| AVS 56th International Symposium & Exhibition | |
| Applied Surface Science | Monday Sessions |
| Session AS+EM+MS+TF-MoM |
| Session: | Spectroscopic Ellipsometry I |
| Presenter: | S.G. Choi, National Renewable Energy Laboratory |
| Authors: | S.G. Choi, National Renewable Energy Laboratory C. Martinez-Tomas, Universitat de Valencia, Spain V. Munoz Sanjose, Universitat de Valencia, Spain D.H. Levi, National Renewable Energy Laboratory |
| Correspondent: | Click to Email |
III-VI compounds generally crystallize in layered-structures characterized by strong covalent interactions within the layers but weak Van der Waals binding between the layers. This unique structural characteristic has made III-VI compounds attractive for their potential applications in nonlinear optics. Among these compounds, in particular, InSe has been considered as a promising candidate for thin film photovoltaic (PV) material owing to its energy bandgap, optical and transport properties. Recently, high-quality epitaxial InSe thin films have been grown on GaSe substrates, and PV device structures containing n-InSe and p-GaSe have been successfully fabricated [1].

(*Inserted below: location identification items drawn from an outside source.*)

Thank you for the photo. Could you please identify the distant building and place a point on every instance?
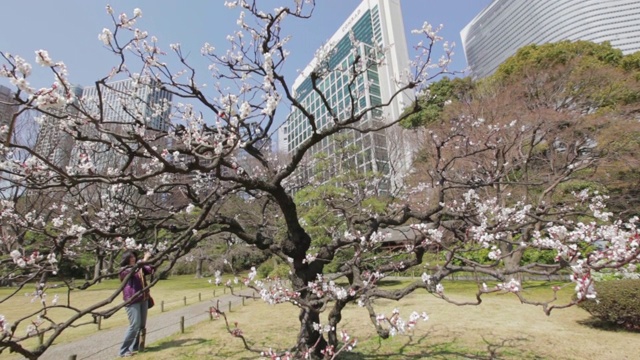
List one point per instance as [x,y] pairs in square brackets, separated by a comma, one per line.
[125,105]
[507,25]
[7,105]
[374,24]
[53,142]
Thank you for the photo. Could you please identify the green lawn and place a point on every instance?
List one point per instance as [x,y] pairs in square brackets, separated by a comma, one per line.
[500,328]
[171,291]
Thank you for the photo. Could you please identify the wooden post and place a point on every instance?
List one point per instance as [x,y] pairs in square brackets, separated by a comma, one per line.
[143,338]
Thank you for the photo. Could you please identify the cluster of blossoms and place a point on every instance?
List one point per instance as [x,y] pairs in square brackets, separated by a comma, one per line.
[513,286]
[5,326]
[397,325]
[273,355]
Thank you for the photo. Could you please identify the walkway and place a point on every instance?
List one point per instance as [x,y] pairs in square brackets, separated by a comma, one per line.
[105,344]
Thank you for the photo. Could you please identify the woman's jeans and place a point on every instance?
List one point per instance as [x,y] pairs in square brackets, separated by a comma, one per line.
[137,314]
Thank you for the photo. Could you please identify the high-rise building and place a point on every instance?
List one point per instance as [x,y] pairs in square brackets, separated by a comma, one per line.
[507,25]
[53,143]
[125,104]
[127,101]
[7,105]
[376,26]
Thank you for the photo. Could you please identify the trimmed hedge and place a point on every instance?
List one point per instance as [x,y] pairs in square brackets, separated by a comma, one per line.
[618,303]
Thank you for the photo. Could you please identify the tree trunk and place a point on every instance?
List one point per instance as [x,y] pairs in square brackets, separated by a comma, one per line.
[199,263]
[97,269]
[309,337]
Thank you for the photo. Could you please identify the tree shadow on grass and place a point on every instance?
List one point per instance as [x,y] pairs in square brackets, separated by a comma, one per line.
[411,349]
[158,347]
[595,323]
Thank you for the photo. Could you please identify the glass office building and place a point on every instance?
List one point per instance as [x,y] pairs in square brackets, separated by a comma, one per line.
[507,25]
[375,24]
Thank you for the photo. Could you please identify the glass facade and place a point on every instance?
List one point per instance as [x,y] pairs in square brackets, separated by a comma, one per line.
[345,95]
[507,25]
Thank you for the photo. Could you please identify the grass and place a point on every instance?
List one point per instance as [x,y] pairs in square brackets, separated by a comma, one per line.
[501,328]
[171,291]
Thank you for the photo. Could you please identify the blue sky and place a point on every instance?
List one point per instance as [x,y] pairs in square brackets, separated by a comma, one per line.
[69,29]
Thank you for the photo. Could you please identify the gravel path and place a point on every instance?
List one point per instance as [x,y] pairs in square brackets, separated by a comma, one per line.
[105,344]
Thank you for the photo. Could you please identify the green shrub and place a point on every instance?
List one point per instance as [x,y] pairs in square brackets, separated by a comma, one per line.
[266,268]
[617,303]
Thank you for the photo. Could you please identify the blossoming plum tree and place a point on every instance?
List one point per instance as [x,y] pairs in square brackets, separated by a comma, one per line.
[169,190]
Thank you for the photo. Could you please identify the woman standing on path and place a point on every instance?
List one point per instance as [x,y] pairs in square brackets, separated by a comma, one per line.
[138,301]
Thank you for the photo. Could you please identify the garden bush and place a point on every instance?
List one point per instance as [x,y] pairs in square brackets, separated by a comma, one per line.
[617,303]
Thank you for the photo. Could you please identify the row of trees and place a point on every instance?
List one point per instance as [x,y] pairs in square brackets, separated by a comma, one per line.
[506,165]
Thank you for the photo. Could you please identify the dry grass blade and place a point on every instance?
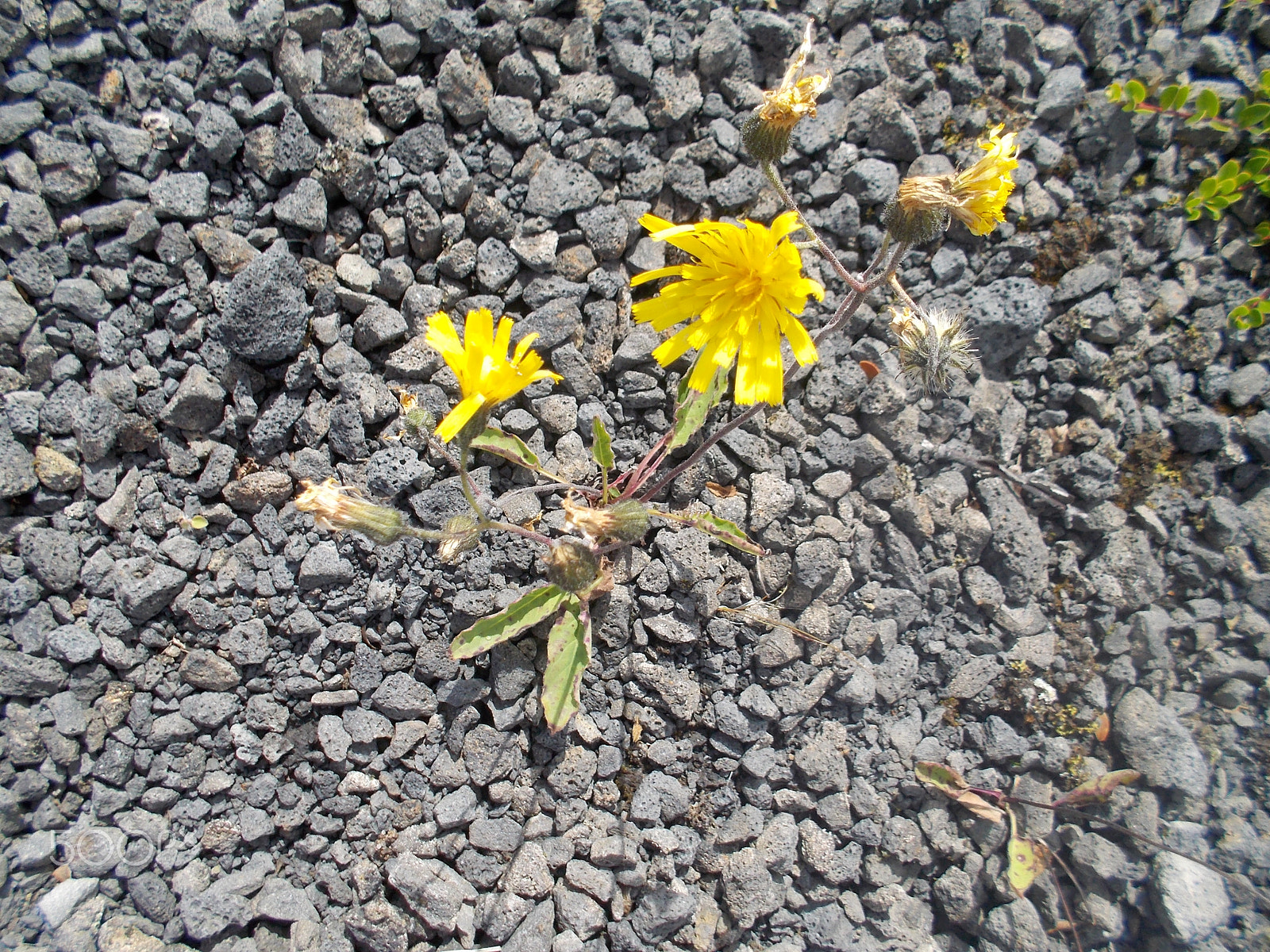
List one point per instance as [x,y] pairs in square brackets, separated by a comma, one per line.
[755,619]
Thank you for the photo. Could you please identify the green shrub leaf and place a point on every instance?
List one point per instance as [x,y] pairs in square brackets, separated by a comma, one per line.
[518,617]
[568,657]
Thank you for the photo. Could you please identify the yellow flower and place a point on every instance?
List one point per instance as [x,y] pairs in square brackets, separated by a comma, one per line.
[745,289]
[979,194]
[768,131]
[486,374]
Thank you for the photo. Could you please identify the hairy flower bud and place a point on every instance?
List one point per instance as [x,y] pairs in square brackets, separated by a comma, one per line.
[338,508]
[920,209]
[572,565]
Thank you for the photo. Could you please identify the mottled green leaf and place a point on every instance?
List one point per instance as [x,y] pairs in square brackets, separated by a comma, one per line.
[1029,858]
[1206,105]
[507,446]
[692,408]
[722,530]
[1254,114]
[950,784]
[518,617]
[1098,790]
[568,657]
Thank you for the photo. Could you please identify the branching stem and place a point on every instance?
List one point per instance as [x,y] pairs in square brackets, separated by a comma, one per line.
[817,241]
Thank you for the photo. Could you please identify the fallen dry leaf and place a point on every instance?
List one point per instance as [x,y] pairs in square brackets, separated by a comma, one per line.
[722,492]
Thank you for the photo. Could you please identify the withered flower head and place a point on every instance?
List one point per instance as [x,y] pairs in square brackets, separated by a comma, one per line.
[337,508]
[572,565]
[766,132]
[931,346]
[625,520]
[976,196]
[461,536]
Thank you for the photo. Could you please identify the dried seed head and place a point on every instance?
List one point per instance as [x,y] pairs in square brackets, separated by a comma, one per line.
[920,209]
[337,508]
[461,536]
[572,565]
[625,520]
[931,346]
[766,133]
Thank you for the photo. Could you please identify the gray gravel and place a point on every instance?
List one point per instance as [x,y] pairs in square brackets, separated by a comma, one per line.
[224,228]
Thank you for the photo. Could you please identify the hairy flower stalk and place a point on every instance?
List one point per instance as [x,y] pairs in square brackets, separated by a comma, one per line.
[931,346]
[766,133]
[741,292]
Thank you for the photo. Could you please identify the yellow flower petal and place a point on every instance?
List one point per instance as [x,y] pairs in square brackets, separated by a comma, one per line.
[737,298]
[457,418]
[486,374]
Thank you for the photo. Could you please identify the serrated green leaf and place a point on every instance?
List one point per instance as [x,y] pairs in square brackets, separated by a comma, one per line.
[601,446]
[568,657]
[692,408]
[516,619]
[507,446]
[722,530]
[952,785]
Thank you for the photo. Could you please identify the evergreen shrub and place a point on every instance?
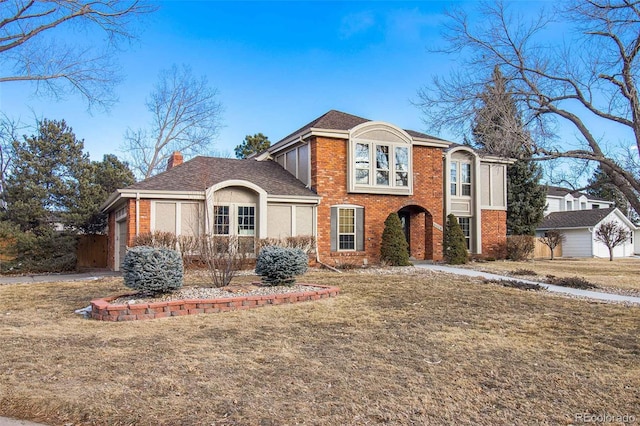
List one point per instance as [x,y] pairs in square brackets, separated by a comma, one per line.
[152,270]
[394,249]
[455,247]
[280,265]
[520,247]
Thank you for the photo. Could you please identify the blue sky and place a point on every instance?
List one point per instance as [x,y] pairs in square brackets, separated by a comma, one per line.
[276,65]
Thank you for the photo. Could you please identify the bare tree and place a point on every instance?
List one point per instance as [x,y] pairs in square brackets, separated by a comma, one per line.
[31,50]
[552,239]
[584,80]
[8,134]
[612,234]
[186,117]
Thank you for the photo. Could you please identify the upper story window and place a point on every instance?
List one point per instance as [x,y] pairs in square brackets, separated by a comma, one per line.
[379,160]
[460,179]
[381,165]
[381,168]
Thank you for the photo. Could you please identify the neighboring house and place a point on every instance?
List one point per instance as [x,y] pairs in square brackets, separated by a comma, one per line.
[336,178]
[563,199]
[579,229]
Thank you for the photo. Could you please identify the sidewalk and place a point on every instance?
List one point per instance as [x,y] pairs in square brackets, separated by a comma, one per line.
[608,297]
[46,278]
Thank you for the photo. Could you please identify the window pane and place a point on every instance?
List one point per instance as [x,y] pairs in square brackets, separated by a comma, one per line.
[246,220]
[346,229]
[362,155]
[362,176]
[382,157]
[454,178]
[402,159]
[221,220]
[402,179]
[346,221]
[465,224]
[382,178]
[347,242]
[465,173]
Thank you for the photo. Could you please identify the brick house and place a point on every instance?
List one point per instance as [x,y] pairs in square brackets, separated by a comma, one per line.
[336,178]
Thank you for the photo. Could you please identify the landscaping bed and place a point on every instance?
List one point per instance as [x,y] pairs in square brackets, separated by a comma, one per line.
[204,300]
[394,348]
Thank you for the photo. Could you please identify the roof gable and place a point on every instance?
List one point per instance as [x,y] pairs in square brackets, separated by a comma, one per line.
[557,191]
[341,121]
[200,173]
[575,219]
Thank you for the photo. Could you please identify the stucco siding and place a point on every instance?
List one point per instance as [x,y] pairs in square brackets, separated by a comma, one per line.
[553,205]
[278,221]
[577,243]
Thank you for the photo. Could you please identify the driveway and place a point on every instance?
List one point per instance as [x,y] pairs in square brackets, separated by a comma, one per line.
[46,278]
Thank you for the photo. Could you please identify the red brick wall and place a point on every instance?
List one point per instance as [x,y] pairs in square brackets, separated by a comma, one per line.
[144,215]
[329,180]
[494,233]
[111,240]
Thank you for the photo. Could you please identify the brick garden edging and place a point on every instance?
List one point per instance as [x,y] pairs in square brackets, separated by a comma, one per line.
[102,310]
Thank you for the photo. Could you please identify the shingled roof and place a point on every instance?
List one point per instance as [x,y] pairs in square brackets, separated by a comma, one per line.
[575,219]
[200,173]
[557,191]
[338,120]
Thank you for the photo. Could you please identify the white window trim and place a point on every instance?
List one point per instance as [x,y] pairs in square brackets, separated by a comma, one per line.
[372,187]
[469,238]
[355,228]
[233,218]
[458,183]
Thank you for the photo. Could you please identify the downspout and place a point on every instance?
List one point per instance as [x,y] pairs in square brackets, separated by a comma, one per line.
[137,214]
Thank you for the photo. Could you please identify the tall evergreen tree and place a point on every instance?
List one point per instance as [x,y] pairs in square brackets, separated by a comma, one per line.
[526,198]
[600,186]
[498,130]
[47,169]
[252,145]
[95,184]
[52,180]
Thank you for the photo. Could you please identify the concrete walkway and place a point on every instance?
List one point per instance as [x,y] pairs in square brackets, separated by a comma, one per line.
[608,297]
[48,278]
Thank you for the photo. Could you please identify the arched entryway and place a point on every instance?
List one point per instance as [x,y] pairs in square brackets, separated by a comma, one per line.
[417,224]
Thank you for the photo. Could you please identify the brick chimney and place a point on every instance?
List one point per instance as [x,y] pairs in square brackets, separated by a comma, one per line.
[174,160]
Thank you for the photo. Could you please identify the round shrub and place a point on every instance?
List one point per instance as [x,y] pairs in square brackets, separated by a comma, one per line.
[455,246]
[279,265]
[152,270]
[394,248]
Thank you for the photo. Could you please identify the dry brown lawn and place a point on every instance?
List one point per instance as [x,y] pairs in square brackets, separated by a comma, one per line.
[394,349]
[621,273]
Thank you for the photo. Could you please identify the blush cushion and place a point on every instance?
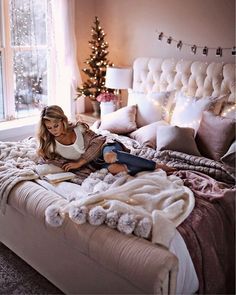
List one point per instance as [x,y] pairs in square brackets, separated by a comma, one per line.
[215,135]
[229,157]
[176,138]
[122,121]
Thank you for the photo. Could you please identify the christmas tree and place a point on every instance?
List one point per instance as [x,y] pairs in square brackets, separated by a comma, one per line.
[97,64]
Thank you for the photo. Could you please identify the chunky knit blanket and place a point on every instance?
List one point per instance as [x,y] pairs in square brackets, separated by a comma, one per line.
[17,163]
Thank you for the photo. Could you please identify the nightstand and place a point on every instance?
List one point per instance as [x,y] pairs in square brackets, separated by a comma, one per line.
[87,118]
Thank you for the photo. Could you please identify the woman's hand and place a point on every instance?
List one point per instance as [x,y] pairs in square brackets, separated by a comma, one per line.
[73,165]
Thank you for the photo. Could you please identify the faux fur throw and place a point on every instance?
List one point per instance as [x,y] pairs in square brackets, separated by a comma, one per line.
[150,205]
[17,162]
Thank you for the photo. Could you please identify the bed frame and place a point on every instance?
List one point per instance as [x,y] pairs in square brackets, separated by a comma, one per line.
[88,259]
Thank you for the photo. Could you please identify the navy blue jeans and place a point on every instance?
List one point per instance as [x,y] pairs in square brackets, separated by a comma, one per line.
[134,163]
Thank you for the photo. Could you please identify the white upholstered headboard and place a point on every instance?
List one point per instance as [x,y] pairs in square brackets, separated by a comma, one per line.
[195,78]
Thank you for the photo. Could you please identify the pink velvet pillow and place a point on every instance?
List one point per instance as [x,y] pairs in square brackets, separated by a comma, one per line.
[122,121]
[146,135]
[215,135]
[175,138]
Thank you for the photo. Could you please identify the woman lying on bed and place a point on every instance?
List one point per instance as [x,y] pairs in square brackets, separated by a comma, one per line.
[80,146]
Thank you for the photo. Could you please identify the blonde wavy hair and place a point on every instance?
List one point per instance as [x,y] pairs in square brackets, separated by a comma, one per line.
[46,140]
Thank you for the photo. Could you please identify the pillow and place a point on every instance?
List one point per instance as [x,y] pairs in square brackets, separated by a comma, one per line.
[122,121]
[188,110]
[152,107]
[43,169]
[215,135]
[229,157]
[146,135]
[180,139]
[228,110]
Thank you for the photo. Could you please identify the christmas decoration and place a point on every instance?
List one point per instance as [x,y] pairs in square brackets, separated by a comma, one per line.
[97,65]
[194,47]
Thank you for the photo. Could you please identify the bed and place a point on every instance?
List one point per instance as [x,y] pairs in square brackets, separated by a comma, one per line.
[184,247]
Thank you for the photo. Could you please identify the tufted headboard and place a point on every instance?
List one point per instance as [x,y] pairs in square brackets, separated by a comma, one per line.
[195,78]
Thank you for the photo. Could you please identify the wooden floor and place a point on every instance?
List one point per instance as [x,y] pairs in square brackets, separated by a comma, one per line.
[17,277]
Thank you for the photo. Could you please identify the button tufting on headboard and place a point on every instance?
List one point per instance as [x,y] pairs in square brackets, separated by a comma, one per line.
[196,78]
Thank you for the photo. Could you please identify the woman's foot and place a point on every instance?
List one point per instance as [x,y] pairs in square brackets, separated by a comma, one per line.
[110,157]
[117,168]
[166,168]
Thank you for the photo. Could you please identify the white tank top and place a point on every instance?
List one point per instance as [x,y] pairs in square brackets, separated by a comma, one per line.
[74,150]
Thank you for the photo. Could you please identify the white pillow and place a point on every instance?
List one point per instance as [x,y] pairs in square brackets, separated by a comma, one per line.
[188,110]
[43,169]
[152,107]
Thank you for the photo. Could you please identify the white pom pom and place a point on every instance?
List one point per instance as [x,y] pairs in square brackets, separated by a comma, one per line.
[97,215]
[112,219]
[126,223]
[78,214]
[143,228]
[109,178]
[101,187]
[54,216]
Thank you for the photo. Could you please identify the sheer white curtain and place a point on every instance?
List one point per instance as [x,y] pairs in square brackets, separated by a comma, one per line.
[65,75]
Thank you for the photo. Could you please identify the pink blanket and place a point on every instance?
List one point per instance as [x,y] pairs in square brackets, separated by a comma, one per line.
[209,232]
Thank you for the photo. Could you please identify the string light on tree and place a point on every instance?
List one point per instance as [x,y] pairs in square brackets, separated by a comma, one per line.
[97,63]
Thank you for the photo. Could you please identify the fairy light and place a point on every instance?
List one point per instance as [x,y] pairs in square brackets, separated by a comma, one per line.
[194,47]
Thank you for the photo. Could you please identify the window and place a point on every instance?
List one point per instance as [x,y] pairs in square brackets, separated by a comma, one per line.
[24,57]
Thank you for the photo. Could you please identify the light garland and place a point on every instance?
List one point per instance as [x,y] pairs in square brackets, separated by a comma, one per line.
[193,47]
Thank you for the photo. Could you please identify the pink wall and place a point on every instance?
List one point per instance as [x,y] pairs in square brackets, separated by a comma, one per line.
[131,27]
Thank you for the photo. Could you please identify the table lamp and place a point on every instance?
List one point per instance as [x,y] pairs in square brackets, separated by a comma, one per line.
[118,78]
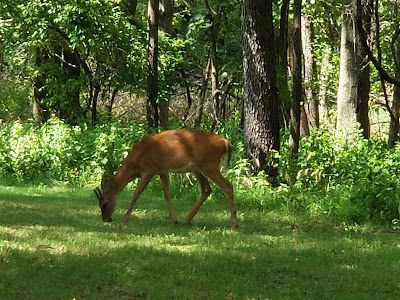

In order to design and optimize a high-performance PV device structure, knowledge of optical properties of constituent materials over a wide spectral range is required. However, large discrepancies were found in the properties of GaSe and InSe available in the literature, which have been measured mostly by reflectance methods with the Kramers-Kronig transformation employed to obtain the dielectric functions. Here, we present ellipsometrically determined pseudodielectric function <ε>=<ε1>+i<ε2> spectra from 0.73 to 6.45 eV of bulk GaSe (ε-phase) and InSe (γ-phase) single-crystals grown by a vertical Bridgman method. The surfaces with minimum overlayers were obtained by peeling off the top few layers from the sample surface and ellipsometric measurements were immediately followed under flowing N2 environment, which yields good approximations to the intrinsic dielectric responses. The measured spectra exhibited a number of interband-transition critical-point structures, and their energy values were obtained precisely from numerically calculated second-energy-derivatives of <ε> assuming the parabolic-band critical-point model.
Data obtained in this work can be used to model PV device structures utilizing GaSe and InSe, and the critical-point energies determined will be useful for theoreticians to perform fine band structure calculations of III-VI compounds.
The work done at Universitat de València was supported in part by the Spanish Project MAT2007-06841. This abstract is subject to U.S. government rights.
[1] J.F. Sánchez-Royo, J. Appl. Phys. 90, 2818 (2001).